Einstein‘nın “Sakin bir hayatın tekdüzeliği ve yalnızlığı yaratıcı aklı harekete geçirir.” sözü somut anlamdaki yalnızlık değildir. Somut anlamda yalnızlığı yaşayan insanların hayatlarındaki yalnızlık duygusu, bir iş yaparken konsantre olmak için gerekli olan yalnızlık değil sessizliğin içinden gelen ölüm haykırışlarıdır.

Somut kavram olarak ifade ettiğimiz yalnızlık; insana kendini büyütmeyi, yetiştirmeyi ve hayata hazırlamayı öğretir çünkü etrafında başka öğretecek kimse yoktur. Yalnızlık, kendi ayakların üzerinde durmayı çok küçük yaşlarda yüzüne tokat gibi çarpar çünkü seni o tokattan koruyacak kimse yoktur etrafta. Yalnızlık, kendi karnını kendin doyurmandır çünkü başka kimse sana yardım etmez, sen yalnızsındır.

Çehov’un “Kendini yalnız hisseden kimse için her yer çöldür.”  yüzümüze somut yalnızlık kadar kötü olan içsel doyumsuzluğu keskin bir şekilde çarpar. Küçüklükten beri anne ve babası tarafından ezilmiş veya ezilmeye devam eden kişiliklerin yaşadığı bir doyumsuzluktur bu. İçsel doyumsuzluğu olan bir bireyin yüzlerce arkadaşı bile olsa etrafında, kendini yine yalnız hisseder. Neden mi? Çünkü o kişi çocukluğunda yalnızlık aşılanarak büyütülmüş bir çocuktur. Küçüklükte öğrenilen yürüme güdüsü gibi o çocuğa yalnızlık hissi öğretilmiştir. Yürümeyi nasıl unutamıyorsak çocukluktan itibaren aşılanan yalnızlık da bir o kadar kalıcıdır.
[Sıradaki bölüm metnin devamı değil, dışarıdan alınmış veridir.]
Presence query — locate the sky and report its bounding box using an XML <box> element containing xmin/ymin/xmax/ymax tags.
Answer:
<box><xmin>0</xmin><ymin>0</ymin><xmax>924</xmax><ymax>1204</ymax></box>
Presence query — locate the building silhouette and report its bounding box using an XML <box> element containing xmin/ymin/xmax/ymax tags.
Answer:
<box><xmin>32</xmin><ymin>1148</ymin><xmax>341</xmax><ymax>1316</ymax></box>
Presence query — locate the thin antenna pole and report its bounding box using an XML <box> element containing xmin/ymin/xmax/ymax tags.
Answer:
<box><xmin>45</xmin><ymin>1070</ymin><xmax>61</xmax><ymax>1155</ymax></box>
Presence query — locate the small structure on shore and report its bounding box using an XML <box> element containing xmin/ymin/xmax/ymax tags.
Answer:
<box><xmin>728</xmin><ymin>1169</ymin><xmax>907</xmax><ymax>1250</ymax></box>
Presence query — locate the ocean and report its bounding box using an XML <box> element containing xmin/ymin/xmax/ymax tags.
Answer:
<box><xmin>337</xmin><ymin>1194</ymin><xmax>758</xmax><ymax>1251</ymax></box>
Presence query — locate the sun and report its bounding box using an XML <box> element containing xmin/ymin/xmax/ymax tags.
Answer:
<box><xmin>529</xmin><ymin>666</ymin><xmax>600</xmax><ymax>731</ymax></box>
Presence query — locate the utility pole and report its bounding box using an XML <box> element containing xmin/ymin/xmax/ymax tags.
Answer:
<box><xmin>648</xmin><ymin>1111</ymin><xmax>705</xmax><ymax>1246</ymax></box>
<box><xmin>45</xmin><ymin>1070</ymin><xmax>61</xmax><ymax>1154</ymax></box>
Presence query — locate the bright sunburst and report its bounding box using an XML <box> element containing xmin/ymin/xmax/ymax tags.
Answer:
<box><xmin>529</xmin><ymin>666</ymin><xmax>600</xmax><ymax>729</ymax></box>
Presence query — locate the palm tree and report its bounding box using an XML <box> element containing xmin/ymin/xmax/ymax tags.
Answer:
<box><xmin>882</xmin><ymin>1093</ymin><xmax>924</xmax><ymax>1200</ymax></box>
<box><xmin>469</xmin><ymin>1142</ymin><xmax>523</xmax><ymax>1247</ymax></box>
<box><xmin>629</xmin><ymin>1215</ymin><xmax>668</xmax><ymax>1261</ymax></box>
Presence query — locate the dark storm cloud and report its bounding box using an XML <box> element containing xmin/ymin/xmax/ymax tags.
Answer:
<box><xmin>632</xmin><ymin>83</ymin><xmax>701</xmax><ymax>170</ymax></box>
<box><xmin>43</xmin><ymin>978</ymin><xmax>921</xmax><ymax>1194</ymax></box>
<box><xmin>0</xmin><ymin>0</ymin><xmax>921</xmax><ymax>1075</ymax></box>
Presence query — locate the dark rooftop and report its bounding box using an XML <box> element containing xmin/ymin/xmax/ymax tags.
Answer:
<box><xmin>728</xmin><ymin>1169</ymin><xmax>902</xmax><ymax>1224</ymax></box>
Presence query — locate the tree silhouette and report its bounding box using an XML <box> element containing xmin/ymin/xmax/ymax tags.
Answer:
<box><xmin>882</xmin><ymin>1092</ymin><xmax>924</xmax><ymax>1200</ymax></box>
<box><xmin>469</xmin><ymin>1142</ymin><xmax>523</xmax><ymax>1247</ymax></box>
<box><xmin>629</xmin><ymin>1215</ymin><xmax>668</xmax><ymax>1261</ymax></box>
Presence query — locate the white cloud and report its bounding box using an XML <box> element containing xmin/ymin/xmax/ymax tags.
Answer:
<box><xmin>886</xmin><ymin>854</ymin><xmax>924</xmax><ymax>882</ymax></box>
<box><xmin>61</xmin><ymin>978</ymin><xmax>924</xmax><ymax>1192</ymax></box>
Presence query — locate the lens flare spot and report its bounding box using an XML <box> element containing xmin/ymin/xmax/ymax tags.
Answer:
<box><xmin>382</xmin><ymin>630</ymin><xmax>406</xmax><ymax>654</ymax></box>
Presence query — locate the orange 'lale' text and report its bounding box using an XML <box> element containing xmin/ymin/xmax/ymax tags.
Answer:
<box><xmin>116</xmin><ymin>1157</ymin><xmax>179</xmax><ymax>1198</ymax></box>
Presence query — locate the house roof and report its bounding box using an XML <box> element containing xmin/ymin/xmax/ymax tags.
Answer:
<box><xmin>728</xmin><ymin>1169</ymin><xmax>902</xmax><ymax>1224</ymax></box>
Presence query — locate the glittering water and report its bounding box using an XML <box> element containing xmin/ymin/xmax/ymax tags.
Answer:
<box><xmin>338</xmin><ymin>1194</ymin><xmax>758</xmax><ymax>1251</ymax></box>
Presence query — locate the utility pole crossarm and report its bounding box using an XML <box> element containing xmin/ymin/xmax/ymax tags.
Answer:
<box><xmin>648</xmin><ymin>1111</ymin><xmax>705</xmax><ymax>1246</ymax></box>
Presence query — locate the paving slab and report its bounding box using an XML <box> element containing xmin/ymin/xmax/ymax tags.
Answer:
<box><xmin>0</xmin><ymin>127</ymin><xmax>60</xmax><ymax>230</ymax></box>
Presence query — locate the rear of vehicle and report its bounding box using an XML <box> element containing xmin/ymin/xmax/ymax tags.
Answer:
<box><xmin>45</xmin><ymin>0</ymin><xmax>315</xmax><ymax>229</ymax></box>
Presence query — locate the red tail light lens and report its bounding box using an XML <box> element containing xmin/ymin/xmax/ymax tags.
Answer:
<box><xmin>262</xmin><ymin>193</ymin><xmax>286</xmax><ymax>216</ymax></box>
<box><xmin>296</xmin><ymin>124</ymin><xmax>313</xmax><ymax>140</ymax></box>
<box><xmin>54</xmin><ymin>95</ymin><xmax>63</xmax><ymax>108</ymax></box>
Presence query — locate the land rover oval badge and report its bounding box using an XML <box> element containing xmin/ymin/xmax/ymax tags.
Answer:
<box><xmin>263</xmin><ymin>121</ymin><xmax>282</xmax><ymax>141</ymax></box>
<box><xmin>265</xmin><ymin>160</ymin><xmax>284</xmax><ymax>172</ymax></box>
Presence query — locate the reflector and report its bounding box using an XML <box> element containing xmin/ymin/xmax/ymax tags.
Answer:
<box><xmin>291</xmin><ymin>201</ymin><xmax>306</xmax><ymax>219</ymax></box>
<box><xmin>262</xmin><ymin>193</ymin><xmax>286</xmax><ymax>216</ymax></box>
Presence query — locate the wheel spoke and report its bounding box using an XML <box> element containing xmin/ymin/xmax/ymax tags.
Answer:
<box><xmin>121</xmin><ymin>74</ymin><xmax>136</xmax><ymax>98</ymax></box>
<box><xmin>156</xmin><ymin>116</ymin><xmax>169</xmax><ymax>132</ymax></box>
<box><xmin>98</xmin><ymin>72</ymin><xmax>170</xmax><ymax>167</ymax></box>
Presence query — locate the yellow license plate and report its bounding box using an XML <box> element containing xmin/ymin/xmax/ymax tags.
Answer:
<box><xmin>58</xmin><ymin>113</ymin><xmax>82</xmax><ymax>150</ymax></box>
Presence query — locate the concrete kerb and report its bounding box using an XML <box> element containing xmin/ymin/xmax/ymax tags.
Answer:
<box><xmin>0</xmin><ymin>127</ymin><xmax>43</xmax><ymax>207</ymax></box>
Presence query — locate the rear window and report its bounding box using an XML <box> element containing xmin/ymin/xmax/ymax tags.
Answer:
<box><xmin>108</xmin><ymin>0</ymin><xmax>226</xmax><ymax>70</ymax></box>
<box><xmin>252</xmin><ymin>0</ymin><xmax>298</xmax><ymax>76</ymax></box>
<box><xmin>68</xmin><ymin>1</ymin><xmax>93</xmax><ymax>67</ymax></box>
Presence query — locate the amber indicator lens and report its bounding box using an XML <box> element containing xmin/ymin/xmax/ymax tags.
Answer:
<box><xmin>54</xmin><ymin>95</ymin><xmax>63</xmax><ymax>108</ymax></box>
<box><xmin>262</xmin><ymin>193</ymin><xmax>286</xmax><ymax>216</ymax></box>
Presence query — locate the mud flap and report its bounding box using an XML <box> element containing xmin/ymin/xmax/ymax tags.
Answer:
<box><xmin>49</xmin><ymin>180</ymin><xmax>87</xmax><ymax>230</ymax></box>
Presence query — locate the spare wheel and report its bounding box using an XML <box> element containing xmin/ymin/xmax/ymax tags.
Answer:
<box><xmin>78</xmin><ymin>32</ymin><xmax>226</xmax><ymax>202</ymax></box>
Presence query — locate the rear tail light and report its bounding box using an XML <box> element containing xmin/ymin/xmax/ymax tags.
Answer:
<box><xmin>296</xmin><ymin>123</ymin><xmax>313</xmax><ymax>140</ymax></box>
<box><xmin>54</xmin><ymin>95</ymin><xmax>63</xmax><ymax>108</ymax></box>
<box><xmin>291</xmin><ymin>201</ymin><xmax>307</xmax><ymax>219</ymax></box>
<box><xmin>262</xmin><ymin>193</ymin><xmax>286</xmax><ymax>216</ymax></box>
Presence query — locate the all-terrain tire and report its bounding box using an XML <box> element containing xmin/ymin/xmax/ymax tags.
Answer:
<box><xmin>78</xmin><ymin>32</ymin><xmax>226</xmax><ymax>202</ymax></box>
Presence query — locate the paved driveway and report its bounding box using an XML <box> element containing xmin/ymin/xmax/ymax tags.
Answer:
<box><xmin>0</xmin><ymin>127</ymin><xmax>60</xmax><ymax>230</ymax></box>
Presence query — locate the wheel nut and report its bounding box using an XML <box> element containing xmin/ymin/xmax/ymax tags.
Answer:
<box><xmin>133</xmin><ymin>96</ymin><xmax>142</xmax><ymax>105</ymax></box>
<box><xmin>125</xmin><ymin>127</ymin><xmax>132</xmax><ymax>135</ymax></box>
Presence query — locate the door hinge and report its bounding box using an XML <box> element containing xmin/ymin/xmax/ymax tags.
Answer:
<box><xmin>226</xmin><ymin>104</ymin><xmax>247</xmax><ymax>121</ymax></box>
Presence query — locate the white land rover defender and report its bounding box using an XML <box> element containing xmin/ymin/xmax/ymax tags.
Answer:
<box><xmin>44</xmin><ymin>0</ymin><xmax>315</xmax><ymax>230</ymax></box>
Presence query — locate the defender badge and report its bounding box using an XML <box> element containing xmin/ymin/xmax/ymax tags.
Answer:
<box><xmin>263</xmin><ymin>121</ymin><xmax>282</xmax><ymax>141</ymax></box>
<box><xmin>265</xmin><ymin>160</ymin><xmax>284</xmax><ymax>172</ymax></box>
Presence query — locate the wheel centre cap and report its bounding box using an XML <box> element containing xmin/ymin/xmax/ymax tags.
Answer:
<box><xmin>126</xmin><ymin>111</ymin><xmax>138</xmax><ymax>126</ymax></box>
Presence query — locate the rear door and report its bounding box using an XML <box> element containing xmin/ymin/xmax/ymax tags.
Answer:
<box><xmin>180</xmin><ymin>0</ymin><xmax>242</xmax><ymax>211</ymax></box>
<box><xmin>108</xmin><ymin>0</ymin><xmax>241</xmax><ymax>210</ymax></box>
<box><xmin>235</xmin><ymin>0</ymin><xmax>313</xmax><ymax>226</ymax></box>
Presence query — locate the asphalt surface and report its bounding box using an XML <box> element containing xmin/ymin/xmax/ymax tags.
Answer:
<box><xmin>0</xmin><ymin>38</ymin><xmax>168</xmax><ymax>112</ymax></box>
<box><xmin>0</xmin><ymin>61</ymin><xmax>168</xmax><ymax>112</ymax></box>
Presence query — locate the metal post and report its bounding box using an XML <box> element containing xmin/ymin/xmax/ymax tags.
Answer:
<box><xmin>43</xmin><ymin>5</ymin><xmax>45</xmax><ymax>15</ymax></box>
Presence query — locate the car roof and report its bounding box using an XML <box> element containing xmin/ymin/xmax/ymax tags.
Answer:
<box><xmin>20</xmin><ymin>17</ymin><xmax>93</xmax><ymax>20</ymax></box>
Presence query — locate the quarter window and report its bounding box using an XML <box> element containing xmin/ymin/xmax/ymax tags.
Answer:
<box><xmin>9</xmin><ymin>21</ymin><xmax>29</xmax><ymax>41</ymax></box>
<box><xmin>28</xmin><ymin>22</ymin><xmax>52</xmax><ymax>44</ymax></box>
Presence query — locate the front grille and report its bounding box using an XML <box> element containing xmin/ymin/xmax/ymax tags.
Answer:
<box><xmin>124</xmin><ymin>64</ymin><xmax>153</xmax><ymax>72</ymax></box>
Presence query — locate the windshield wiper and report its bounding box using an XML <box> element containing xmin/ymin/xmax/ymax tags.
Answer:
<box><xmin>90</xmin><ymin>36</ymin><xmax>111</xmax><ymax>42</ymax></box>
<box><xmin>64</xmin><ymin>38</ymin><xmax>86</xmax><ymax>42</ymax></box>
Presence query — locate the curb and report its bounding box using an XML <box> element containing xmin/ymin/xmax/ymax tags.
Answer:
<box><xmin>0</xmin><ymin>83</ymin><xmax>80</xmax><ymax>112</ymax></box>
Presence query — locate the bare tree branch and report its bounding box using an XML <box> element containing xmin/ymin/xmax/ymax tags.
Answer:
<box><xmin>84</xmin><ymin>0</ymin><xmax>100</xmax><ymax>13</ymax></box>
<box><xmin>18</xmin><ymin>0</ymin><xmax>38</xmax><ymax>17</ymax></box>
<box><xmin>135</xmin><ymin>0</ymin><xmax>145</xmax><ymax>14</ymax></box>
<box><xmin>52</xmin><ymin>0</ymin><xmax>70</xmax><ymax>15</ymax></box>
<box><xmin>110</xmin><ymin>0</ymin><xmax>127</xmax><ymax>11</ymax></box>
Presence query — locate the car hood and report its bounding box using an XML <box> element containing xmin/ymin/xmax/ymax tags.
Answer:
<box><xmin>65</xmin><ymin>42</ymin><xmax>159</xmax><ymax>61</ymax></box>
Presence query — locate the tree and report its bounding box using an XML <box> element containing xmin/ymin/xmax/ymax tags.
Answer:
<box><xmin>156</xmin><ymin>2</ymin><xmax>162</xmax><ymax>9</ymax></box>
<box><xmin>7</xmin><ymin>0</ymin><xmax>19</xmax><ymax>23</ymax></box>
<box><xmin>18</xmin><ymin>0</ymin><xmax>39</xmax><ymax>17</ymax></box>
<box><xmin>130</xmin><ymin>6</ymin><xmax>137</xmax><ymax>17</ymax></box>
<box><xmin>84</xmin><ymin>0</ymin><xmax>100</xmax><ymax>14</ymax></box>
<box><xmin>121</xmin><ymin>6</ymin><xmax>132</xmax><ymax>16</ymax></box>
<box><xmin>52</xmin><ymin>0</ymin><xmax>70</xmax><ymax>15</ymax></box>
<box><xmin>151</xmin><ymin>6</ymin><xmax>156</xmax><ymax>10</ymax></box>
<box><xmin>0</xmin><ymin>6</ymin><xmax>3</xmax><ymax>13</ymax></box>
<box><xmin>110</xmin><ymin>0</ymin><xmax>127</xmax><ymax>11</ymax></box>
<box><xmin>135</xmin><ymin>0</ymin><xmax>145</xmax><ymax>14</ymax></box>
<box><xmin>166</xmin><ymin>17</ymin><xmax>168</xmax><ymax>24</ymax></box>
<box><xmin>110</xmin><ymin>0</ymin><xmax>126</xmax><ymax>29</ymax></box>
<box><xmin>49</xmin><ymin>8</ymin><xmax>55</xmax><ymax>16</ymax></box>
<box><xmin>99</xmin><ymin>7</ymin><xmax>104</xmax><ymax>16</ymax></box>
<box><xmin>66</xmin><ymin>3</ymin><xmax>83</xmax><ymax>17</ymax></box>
Milyonlarca kişinin oluşturduğu toplumlarda iç doyumsuzlukların engellediği merhamet ve yardım elleri somut yalnızlıkları ölüme terk etmiştir. Çünkü somut yalnızlık, bilinçlerimizin alamayacağı boyutta bir duygudur ve biz onları algılamaya çalışmak yerine üstlerini kapatırız. Kendimizi zorlamak yerine onları geçiştiririz çünkü o duygu öğrenmek istemeyeceğimiz kadar derin ve can yakıcıdır. Özdemir Asaf’ın da dediği gibi “Yalnızlık…Müziğin bile seni dinlemesidir.”